His eyes widened. “This is a staff-only elevator.”
“Then I’ll get off when you do. Right now, I am going to talk to you.” She was determined to pin him down to a time they could meet. Timing was everything in this campaign.
He gave her a pointed look. “Ms. Romeo, I don’t have time to waste right now.”
They faced each other like two bulls in a box. She had no intention of letting this man dismiss her. Meeting his obstinate expression with one of her own, she said tightly, “It is Ms. Romano. How soon can you meet with me?”
“I don’t know how long this surgery will take. You handle things without me.”
The elevator stopped. There was a ding before the doors opened. He almost jumped in his haste to get out. Tiffani didn’t hesitate to follow. “So I’m to make the decisions and give you the details?”
He kept walking. “Works for me.”
She stayed with him, saying in a stern voice, “This project will only be successful if you play a significant part.”
They soon faced closed double doors.
Eyes locked on those doors, he removed his badge and swiped it over an ID pad as he announced, “Look, I have patients to see. I have neither the time nor the interest in being a part of your PR campaign.”
The doors opened. He went through.
She did too. “Dr. Maxwell, Dr. Nelson told me you’re willing to give this campaign your full support. Did you lie to him or was he lying to me?”
He stopped so suddenly she almost bumped into his backside. “You can’t be in here.”
“What?” She didn’t understand the abrupt change in the conversation.
“This is the surgery suite. Didn’t you read any of the signs?” he asked, as if she were a four-year-old.
“Uh, no, I didn’t.”
“Are you planning to follow me into the OR?”
“No.” She certainly had zero interest in doing that. She’d seen enough gore to last her a lifetime, having had to help care for her father. She had started cleaning and bandaging his wounds while she’d been in middle school.
“It was nice to meet you, Ms. Romano,” he said stiffly, before he turned and walked away, dismissing her.

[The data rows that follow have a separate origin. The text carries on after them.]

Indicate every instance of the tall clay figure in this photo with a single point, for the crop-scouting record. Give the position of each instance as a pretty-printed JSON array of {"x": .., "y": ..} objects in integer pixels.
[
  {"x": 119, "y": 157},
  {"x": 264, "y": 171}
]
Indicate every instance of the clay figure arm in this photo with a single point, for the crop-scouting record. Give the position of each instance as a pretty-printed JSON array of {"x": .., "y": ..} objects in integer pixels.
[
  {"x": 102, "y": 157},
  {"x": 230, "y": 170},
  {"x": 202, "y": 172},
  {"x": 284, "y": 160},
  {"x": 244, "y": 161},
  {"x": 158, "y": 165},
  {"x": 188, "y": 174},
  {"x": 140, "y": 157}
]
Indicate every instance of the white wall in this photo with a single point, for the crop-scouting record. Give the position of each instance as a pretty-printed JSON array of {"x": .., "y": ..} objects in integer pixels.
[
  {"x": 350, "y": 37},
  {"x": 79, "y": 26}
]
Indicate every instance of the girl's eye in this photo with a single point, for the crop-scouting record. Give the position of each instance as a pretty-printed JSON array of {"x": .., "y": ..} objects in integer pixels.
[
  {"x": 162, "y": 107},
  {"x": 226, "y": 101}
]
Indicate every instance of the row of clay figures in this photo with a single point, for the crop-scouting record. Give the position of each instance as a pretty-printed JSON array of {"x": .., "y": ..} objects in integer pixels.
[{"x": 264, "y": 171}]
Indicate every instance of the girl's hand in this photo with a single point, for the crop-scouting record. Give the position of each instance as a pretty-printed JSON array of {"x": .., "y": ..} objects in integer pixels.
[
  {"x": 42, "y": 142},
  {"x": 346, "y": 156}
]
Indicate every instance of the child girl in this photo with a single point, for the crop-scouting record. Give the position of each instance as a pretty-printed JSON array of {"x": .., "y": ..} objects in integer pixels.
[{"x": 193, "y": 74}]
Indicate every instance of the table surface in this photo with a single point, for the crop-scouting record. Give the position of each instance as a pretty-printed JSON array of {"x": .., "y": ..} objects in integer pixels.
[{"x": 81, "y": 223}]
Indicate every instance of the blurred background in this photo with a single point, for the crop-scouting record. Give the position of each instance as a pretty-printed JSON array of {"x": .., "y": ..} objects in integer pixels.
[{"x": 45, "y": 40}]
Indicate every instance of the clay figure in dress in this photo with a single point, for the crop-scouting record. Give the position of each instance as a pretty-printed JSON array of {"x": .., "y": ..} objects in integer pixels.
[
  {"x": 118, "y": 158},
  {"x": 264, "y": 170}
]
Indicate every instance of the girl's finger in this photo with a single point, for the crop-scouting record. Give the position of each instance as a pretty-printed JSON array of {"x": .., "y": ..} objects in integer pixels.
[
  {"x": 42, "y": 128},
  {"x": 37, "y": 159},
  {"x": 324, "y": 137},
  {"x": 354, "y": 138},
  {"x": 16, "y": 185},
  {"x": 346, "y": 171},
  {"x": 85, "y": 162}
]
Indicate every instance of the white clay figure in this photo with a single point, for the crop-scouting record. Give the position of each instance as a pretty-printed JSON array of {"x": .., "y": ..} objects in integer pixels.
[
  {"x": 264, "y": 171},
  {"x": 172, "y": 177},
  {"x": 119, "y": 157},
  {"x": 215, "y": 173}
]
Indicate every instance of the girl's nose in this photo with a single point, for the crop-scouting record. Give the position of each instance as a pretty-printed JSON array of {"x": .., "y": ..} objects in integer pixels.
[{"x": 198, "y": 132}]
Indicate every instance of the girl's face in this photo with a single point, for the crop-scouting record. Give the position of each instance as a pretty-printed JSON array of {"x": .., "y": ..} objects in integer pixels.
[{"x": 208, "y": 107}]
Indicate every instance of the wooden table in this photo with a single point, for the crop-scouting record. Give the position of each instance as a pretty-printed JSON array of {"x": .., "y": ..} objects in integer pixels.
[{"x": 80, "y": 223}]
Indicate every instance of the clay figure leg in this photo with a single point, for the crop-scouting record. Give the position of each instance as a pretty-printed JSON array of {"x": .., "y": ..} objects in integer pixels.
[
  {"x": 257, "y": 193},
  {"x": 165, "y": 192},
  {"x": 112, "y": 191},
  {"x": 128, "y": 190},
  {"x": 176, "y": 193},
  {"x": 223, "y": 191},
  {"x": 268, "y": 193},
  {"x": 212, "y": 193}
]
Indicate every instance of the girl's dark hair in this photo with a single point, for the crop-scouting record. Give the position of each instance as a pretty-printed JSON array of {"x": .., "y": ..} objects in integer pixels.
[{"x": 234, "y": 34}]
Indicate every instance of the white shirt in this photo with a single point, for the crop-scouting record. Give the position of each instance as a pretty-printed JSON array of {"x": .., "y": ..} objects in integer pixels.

Furious, Tiffani backtracked her way to Dr. Nelson’s office. The return trip calmed her and she sighed. Somehow, she had to gain Dr. Maxwell’s cooperation. Without Dr. Maxwell there was no successful PR crusade, no promotion and no escaping her past.
* * *
Rex had been fairly certain when he’d entered Nelson’s office that he wasn’t going to like whatever the meeting topic was, and then Nelson had caught him off guard with the stupid PR project. Rex had barely been able to conceal his disgust. He hated being forced to be part of another dog-and-pony show at this point in his life, his career. The hospital would survive the recent bad press, just as he had. All that was needed was time. That was what it had taken after the bubble had burst when he’d been a kid. He’d gotten over the lies and what he had believed about his family. He was a better man, a bluntly honest one, thanks to the experience.